Si l'institut lausannois Créa estime que le produit intérieur brut romand a atteint 113 milliards en 2007, son confrère bâlois BAK l'évalue à 117 milliards de francs. Une différence de 3,5% qui peut se révéler importante si l'on se réfère aux cantons. Ainsi, pour Genève, BAK estime le PIB à 39,4 milliards, contre 37,2 milliards pour le Créa. De même sur Vaud, où l'établissement bâlois évalue le PIB 8% au-dessus de son concurrent. «Dans les cantons forts, nos chiffres sont plus grands.

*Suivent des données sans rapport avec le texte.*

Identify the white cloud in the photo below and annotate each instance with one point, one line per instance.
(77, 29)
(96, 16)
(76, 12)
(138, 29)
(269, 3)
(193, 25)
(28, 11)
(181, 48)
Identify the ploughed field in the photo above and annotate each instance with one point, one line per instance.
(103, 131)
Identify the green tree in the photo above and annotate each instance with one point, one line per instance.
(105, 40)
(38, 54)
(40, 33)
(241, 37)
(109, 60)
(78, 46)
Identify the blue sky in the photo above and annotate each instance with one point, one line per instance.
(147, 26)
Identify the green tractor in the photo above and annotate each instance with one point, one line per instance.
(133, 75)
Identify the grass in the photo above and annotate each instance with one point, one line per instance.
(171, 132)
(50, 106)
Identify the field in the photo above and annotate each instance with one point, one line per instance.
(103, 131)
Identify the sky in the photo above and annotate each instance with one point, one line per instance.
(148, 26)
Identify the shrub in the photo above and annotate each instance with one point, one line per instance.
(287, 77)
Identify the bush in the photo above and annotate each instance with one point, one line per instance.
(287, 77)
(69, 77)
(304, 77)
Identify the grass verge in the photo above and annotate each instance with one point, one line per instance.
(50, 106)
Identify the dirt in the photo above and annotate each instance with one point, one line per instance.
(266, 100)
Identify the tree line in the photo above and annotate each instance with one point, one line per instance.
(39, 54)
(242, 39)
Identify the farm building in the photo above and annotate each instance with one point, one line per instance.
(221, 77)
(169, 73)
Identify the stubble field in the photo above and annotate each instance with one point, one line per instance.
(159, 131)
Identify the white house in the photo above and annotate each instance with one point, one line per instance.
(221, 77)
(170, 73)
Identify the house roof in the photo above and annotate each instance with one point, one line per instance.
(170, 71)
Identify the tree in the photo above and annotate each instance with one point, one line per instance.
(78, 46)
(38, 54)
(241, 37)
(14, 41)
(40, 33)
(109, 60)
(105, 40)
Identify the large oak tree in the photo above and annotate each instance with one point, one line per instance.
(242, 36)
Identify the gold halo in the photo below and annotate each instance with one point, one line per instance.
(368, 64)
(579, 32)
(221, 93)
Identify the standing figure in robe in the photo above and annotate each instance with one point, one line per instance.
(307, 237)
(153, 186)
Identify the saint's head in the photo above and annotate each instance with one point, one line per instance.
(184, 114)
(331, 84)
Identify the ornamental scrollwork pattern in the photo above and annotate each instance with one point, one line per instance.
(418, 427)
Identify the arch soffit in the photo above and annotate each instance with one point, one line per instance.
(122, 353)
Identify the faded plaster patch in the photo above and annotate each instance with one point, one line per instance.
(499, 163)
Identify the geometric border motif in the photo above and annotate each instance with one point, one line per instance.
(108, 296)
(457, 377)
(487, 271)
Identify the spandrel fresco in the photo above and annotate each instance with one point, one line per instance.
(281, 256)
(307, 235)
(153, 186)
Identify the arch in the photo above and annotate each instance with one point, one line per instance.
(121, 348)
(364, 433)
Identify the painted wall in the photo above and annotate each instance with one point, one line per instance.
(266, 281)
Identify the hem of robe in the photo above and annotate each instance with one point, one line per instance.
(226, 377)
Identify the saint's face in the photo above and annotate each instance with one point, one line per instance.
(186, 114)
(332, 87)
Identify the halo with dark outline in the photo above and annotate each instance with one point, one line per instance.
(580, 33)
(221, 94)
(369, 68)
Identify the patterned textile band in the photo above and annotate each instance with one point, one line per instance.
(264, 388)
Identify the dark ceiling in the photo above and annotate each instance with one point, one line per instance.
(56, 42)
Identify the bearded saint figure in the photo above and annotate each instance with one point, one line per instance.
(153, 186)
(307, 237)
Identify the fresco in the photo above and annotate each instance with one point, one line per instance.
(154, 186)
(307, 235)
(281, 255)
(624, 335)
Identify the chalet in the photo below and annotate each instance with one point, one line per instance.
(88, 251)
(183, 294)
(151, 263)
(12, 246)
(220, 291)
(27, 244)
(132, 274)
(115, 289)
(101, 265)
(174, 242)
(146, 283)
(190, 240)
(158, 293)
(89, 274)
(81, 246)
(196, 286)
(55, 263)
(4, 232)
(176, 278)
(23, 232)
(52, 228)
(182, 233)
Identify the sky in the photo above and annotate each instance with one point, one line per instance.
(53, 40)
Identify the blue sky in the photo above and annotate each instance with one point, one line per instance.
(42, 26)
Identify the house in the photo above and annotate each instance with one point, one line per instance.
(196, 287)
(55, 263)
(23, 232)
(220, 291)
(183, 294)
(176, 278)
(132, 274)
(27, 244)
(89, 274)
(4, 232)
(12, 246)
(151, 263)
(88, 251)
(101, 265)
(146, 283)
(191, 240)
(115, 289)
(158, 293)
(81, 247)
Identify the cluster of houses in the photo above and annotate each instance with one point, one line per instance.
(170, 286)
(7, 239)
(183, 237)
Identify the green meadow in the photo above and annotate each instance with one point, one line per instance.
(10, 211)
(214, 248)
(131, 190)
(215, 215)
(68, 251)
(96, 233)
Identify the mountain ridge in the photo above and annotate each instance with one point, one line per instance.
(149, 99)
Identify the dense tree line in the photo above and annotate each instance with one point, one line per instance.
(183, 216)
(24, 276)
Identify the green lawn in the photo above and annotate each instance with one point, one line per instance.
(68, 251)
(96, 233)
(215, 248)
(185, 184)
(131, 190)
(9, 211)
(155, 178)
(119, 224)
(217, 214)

Pour Fribourg, Neuchâtel et Valais, le Créa est plus optimiste», souligne Urs Müller, directeur du BAK.

«Ils sont plutôt opaques»

Tous deux utilisent une approche par la production. «Nous ne connaissons pas leur méthodologie, ils sont plutôt opaques sur ce point, donc nous ne pouvons pas expliquer ces différences», indique Claudio Sfreddo, chef de projet du Créa. «Comme toute méthodologie, la nôtre est complexe, mais elle est tout à fait fiable, rétorque Urs Müller, directeur du BAK. Cela fait quinze ans que nous établissons des PIB cantonaux et, comme nous le faisons avec tous les cantons, nous assurons une comptabilité avec les données du PIB helvétique, ce qui n'est pas le cas pour le Créa.» Et comme pour faire taire les mauvaises langues, Urs Müller assure que toute la méthodologie du BAK sera présentée à l'automne dans le cadre de la Conférence suisse des offices régionaux de statistique.